Keywords

These keywords were added by machine and not by the authors. This process is experimental and the keywords may be updated as the learning algorithm improves.

 

Resource Type::

Dataset

Website and documentation::

http://lc-quad.sda.tech/

Permanent URL::

https://figshare.com/projects/LC-QuAD/21812

 

1 Introduction

With the advent of large scale knowledge bases (KBs), such as DBpedia [7], Freebase [1], and Wikidata [12], Question Answering (QA) over structured data has become a major research topic (see [6] for a survey on QA systems). QA systems over structured data, as defined in [6] is users asking questions in natural language in their own terminology and receiving a concise answer from the system. Using structured data as their background knowledge, these systems frequently model the QA problem as that of conversion of natural language questions (NLQ) to a formal query language expression, such as SPARQL or \(\lambda \)-Calculus expressions.

One of the pivotal requirements to evaluate and solve the QA problem, as we will discuss in detail in Sect. 2, is the availability of a large dataset comprising of varied questions and their logical forms. In this direction, we introduce the LC-QuAD (Large-Scale Complex Question Answering Dataset) dataset. LC-QuAD consists of 5000 questions along with the intended SPARQL queries required to answer questions over DBpedia. The dataset includes complex questions, i.e. questions in which the intended SPARQL query does not consist of a single triple pattern. We use the term “complex” to distinguish the dataset from the simple questions corpus described in SimpleQuestions [2]. To the best of our knowledge, this is the largest QA dataset including complex questions with the next largest being Free917 [3] with 917 questions and QALD-6 [11] with 450 training questions and 100 test questions, respectively.

We frame our question generation problem as a transduction problem, similar to [10], in which KB subgraphs generated by the seed entity are fitted into a set of SPARQL templates which are then converted into a Normalized Natural Question Template (NNQT). This acts as a canonical structure which is then manually transformed into an NLQ having lexical and syntactic variations. Finally, a review is performed to increase the quality of the dataset.

The main contributions are as follows:

  1. 1.

    A dataset of 5000 questions with their intended SPARQL queries for DBpedia. The questions exhibit large syntactic and structural variations.

  2. 2.

    A framework for generating NLQs and their SPARQL queries which reduces the need for manual intervention.

The article is organized into the following sections: (2) Relevance, where the importance of the resource is discussed; (3) Dataset Creation Workflow, where the approach of creating the dataset is discussed; (4) Dataset Characteristics; in which various statistics about the dataset are discussed; (5) Availability & Sustainability, describing the accessibility and long term preservation of the dataset; and (6) Conclusion & Future Work, summarizing and describing future possibilities.

2 Relevance

Relevance for Question Answering Research: Question answering approaches over structured data typically fall into two categories (as described in [14]): (i) semantic parsing based methods where the focus is to construct a semantic parser which can convert NLQs to an intermediate form, and then convert the intermediate form into a logical form, and (ii) information retrieval based techniques, which convert NLQs to a formal query language expression or directly to an answer, usually without any explicit intermediary form.

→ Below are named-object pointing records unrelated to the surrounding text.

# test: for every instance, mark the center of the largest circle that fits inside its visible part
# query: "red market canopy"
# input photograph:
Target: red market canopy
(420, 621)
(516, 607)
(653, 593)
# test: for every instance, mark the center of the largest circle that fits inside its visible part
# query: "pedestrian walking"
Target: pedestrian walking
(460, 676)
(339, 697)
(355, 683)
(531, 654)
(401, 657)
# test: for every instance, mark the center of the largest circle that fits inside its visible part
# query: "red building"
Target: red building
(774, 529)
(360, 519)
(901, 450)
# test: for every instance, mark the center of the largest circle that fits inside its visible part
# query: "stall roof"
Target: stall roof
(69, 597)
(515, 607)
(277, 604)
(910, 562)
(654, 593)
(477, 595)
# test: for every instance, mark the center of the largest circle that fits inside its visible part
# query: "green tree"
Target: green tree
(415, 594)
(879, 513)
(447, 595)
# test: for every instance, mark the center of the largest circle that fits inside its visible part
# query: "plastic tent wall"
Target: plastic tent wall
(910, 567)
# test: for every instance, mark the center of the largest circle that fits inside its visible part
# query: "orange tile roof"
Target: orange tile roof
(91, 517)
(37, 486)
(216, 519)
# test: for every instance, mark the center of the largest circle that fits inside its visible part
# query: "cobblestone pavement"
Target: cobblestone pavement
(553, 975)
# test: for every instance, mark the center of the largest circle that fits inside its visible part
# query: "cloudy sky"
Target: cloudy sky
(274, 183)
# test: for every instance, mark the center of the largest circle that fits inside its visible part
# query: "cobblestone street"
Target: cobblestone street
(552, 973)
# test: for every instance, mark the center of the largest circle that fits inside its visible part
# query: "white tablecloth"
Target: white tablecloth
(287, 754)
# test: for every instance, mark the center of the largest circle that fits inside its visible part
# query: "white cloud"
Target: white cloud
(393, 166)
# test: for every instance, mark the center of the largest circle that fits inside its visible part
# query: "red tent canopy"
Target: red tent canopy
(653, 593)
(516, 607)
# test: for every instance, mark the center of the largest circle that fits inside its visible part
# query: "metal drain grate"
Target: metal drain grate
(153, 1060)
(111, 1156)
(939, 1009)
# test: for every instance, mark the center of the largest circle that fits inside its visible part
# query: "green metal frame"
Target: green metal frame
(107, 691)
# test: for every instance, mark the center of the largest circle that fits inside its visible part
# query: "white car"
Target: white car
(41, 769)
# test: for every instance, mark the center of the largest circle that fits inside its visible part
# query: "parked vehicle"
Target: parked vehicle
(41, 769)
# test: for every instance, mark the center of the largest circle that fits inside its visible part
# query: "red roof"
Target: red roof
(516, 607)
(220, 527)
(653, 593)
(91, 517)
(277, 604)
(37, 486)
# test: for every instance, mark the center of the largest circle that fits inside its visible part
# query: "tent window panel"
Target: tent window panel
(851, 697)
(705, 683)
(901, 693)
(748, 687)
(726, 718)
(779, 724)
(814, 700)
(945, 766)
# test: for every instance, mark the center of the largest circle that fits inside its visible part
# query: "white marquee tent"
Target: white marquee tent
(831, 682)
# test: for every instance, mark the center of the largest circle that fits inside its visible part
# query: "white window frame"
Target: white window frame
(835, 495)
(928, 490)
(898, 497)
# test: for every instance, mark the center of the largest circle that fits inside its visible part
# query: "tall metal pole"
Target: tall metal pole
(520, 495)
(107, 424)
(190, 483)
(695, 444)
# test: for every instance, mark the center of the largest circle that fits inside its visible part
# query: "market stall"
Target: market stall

Approaches in the first category (semantic parsing based methods), frequently rely on handmade rules [4, 6]. Naturally, a goal of current research is to automate these manual steps. However, the size of the currently available training datasets is limited. The maximum size of the SPARQL-based QA dataset is 450 queries [11] and for \(\lambda \)-Calculus, the maximum size is 917 queries [3]. Due to these size limitations, it is currently unknown to what extent can these manual steps be automated. In particular, the relation between the size of a dataset, and the improvement in accuracy of employed ML techniques is unknown. The provision of LC-QuAD will allow to address these research questions in the future publication of semantic parsing based approaches.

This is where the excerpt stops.